Kommandeering Developers Everywhere

Tuesday, February 28, 2006

New Tux Magazine issue

While I try to maintain my sanity without the addictive repository insight of either Jes Hall or Derek Kite, I've turned to Tux Magazine as a crutch.

Among the noteworthy items in the newest issue:
* Page 4: Linux adoption in developing countries (where have I heard this before?)
* Page 6: Project Portland and the OSDL
* Page 11: Flattery from some sycophant named Wade
* Page 15: Putting your money where your mouth is
* Page 25: Hydrogen
* Page 38: Kopete (by the aforementioned Jes Hall)
* Page 53: OpenOffice.org Math 2.0

Another solid issue. Can they keep up this pace?

Tuesday, February 14, 2006

Ok ok ok, I'll switch, so now what?

Unfortunately, few users are introduced to KDE through hardware preinstallation. And while that percentage grows over time, let's think about [cue ominous music]: The Switcher (tm).

Now, we are already thinking about "Who" the Switcher is (user profile / demographic / market segmentation) or "Why" the Switcher switches (motivation). But do we consider "How" the Switches switches enough?

Desktop settings, playlists, account names, home directories, browser bookmarks, files littered about "My Documents", the C drive and under application folders. What do these users hold on their PC, and what's the easiest transition? Checking out KDE with a VNC server, FreeNX account or a LiveCD is so simple and devoid of risk. But the next step. When few people change passwords or defrag their disks, are we surprised that people can be KDE commitment-phobic? (Cue the chorus of: But does OSS want those users anyway? Short answer: Yes).

Researching KDE, housecleaning their Windows filesystem, and learning about application replacements. Where does "user education and intiative" end and "barrier to entry" begin?

The good news, is that people are thinking about such questions and giving initial options. Minimize fear of the unknown, minimize pain, minimize risk.

With information overload and the need for desktop searches due to the inability to sort and file GBs of data, can we expect people to have a handle on which files will be fine with KDE-centric distros and which file type are lost?

Is your application sufficiently clear on supported file types and feature sets? On making "the Jump (tm)?" Can KDE do better to help the Switcher than to send a bottle of tequila and an email template that starts out, "Hey everyone, I'm going to try out linux finally. I might lose my address book and my emails, so IM me in a week or two when I get my pc back up and running" ?

Tuesday, February 07, 2006

And now for something completely different: The Larch.

1) NFL: I grew up playing that addiction called American football. Oh, so you've mastered signals and slots? Well screw you, I won a local punt, pass and kick competition.

I could write for days and days about the NFL and reasons for its dominance; it's quite a savvy organization. But I'll leave it at this:
* Parity breeds hope. Every year, every fan base can consistently cross their fingers that "next year is the year." This year the Steelers and Seahawks got their wishes.
* The player speed and complexity of the rule book help send the NFL into the territory of debate like beauty contests and ribbon gymnastics. Even dwarf bowling has more scoring precision.
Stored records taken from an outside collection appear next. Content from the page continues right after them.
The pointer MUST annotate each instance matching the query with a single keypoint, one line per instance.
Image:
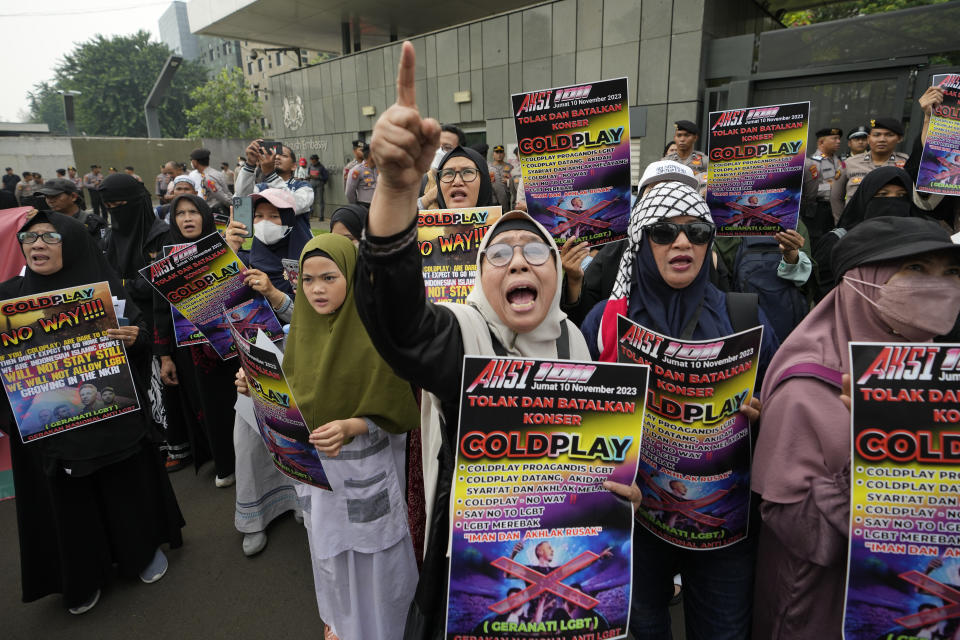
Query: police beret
(859, 132)
(686, 125)
(889, 124)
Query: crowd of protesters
(376, 368)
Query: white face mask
(269, 232)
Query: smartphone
(273, 146)
(243, 212)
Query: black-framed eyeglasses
(468, 174)
(49, 237)
(500, 254)
(666, 232)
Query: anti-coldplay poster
(281, 426)
(574, 148)
(940, 161)
(695, 458)
(756, 168)
(903, 567)
(201, 280)
(539, 548)
(60, 369)
(184, 331)
(449, 240)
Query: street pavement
(211, 589)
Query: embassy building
(682, 59)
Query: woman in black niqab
(96, 495)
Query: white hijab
(477, 320)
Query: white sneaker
(254, 543)
(225, 482)
(90, 604)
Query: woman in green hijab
(359, 539)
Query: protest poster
(539, 548)
(281, 426)
(574, 148)
(201, 280)
(756, 168)
(449, 240)
(940, 161)
(6, 469)
(903, 564)
(695, 457)
(185, 333)
(60, 369)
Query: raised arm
(403, 145)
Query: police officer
(357, 159)
(885, 135)
(685, 137)
(856, 142)
(820, 171)
(362, 180)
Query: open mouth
(522, 297)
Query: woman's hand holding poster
(695, 458)
(540, 549)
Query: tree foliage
(224, 107)
(114, 76)
(851, 9)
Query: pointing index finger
(406, 90)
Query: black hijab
(268, 257)
(209, 225)
(863, 206)
(485, 196)
(352, 216)
(132, 224)
(88, 448)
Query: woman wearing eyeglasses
(663, 283)
(514, 309)
(97, 495)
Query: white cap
(668, 170)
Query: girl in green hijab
(360, 410)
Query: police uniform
(361, 184)
(858, 166)
(819, 173)
(697, 160)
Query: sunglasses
(468, 175)
(667, 232)
(500, 254)
(49, 237)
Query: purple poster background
(756, 168)
(574, 149)
(903, 571)
(940, 161)
(695, 458)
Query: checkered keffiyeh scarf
(665, 200)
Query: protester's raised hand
(931, 98)
(790, 242)
(403, 143)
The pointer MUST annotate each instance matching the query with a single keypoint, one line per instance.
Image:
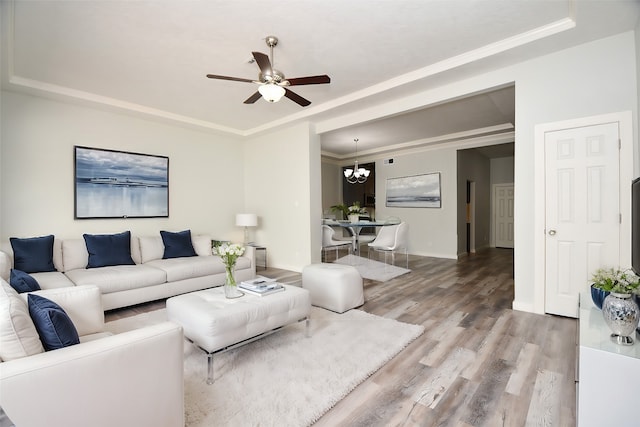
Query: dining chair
(392, 239)
(329, 243)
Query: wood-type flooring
(479, 363)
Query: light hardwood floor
(479, 363)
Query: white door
(503, 215)
(582, 222)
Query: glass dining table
(354, 228)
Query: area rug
(286, 379)
(373, 270)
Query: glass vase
(621, 314)
(230, 285)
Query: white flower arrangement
(229, 253)
(356, 209)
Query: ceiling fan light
(271, 92)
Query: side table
(263, 249)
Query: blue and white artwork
(418, 191)
(116, 184)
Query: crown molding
(491, 135)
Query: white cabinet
(608, 374)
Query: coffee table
(216, 324)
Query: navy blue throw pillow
(33, 254)
(54, 326)
(108, 249)
(178, 244)
(23, 282)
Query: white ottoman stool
(335, 287)
(215, 323)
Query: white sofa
(129, 379)
(150, 279)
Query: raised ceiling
(151, 57)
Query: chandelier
(357, 174)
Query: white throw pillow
(18, 335)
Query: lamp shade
(246, 220)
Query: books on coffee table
(260, 288)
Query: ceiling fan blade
(296, 98)
(263, 62)
(235, 79)
(253, 98)
(311, 80)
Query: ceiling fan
(272, 83)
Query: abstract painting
(118, 184)
(417, 191)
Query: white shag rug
(285, 379)
(374, 270)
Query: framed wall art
(417, 191)
(118, 184)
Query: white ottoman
(335, 287)
(215, 323)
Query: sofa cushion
(187, 268)
(23, 282)
(150, 248)
(83, 305)
(118, 277)
(108, 249)
(52, 279)
(177, 245)
(201, 244)
(33, 254)
(55, 328)
(18, 335)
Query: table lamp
(246, 220)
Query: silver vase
(621, 314)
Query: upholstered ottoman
(335, 287)
(215, 323)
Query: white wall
(432, 231)
(36, 163)
(591, 79)
(502, 171)
(281, 190)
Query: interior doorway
(503, 196)
(471, 217)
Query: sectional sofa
(147, 275)
(130, 379)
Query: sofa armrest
(83, 304)
(130, 379)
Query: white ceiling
(151, 57)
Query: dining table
(354, 228)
You'll never hear an argument about who won the 100-meter dash; there's no human intervention. But throw in an ever-changing set of regulations, and have middle-aged men trying to make game-time decisions about a "Tuck Rule" with Tom Brady in near white-out conditions live in front of 100 million people - you get a recipe for disaster/success.
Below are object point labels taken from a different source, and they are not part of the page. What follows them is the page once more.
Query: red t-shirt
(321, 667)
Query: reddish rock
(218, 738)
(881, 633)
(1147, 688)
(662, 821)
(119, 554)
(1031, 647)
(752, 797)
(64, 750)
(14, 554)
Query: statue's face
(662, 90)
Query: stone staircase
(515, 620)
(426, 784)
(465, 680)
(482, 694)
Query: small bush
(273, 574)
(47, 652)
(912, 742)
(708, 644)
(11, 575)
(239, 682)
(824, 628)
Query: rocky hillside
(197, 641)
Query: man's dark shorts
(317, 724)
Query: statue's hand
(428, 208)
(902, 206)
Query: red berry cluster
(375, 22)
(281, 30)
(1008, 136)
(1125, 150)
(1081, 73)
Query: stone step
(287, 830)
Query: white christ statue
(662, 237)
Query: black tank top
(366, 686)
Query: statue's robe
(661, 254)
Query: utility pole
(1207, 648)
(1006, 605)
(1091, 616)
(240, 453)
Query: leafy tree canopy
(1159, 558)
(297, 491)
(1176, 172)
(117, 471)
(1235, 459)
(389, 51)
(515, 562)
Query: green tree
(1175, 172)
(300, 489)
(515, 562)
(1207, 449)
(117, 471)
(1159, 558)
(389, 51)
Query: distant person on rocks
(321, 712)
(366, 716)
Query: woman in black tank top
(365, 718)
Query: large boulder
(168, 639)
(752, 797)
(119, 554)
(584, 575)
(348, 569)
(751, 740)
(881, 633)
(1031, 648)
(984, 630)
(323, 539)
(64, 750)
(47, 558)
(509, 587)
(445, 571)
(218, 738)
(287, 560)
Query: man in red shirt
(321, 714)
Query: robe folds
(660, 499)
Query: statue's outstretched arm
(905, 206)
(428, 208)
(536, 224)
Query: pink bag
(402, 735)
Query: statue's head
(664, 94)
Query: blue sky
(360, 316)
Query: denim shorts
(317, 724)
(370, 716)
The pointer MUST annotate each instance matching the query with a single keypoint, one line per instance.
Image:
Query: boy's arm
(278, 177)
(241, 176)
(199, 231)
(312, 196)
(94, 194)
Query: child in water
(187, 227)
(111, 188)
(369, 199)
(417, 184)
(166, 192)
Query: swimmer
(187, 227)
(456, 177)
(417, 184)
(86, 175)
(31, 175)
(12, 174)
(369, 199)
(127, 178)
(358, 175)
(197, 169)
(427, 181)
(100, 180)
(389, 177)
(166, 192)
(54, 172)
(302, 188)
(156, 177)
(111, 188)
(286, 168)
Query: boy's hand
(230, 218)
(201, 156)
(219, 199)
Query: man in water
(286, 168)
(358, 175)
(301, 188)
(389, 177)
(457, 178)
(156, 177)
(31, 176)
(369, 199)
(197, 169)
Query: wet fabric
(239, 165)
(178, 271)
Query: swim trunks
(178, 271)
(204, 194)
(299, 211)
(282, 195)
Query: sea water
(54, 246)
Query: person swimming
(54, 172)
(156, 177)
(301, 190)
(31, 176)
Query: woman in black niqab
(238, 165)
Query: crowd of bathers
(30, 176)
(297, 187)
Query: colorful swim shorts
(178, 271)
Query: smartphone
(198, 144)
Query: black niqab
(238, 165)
Could a billion dollar industry pay to have an RFID chip in the nose of the ball to determine whether Big Ben crossed the line before being down? Sure, but you wouldn't have debate/controversy leaking all the way to our tiny Planet.

I plan a similar campaign to heighten KDE awareness. "Did Sebas just use java garbage collection techniques and the Singleton pattern in his PyQt code? That's unheard of, illegal, and it's frankly got to be stopped! Can we get a review? Are sanctions necessary?"

2) Off-site storage: For those of you planning to take out my house with a Stinger missile or a partially operational battle station: Don't bother. You may destroy my house, but you won't destroy my data or my dignity.

Until recently, I've been computing as many would expect. Recklessly and idiotically. All of my personal data, an accumulation of several years, was held on striped drives (RAID 0.0.1beta). One goes down, both go down. I had a back-up of a year of two old on another machine, but nothing remotely recent.

No longer. Data back-up to external USB drive: Check. Data validation: Check. Held off-site in safe, dry location: Check.

So, I can remove my "Back-ups are for Sissies." tee-shirt and temporarily rejoin the land of the Logical. You want to keep me from Bananarama or Frogger or the All Your Base swf? Bring it.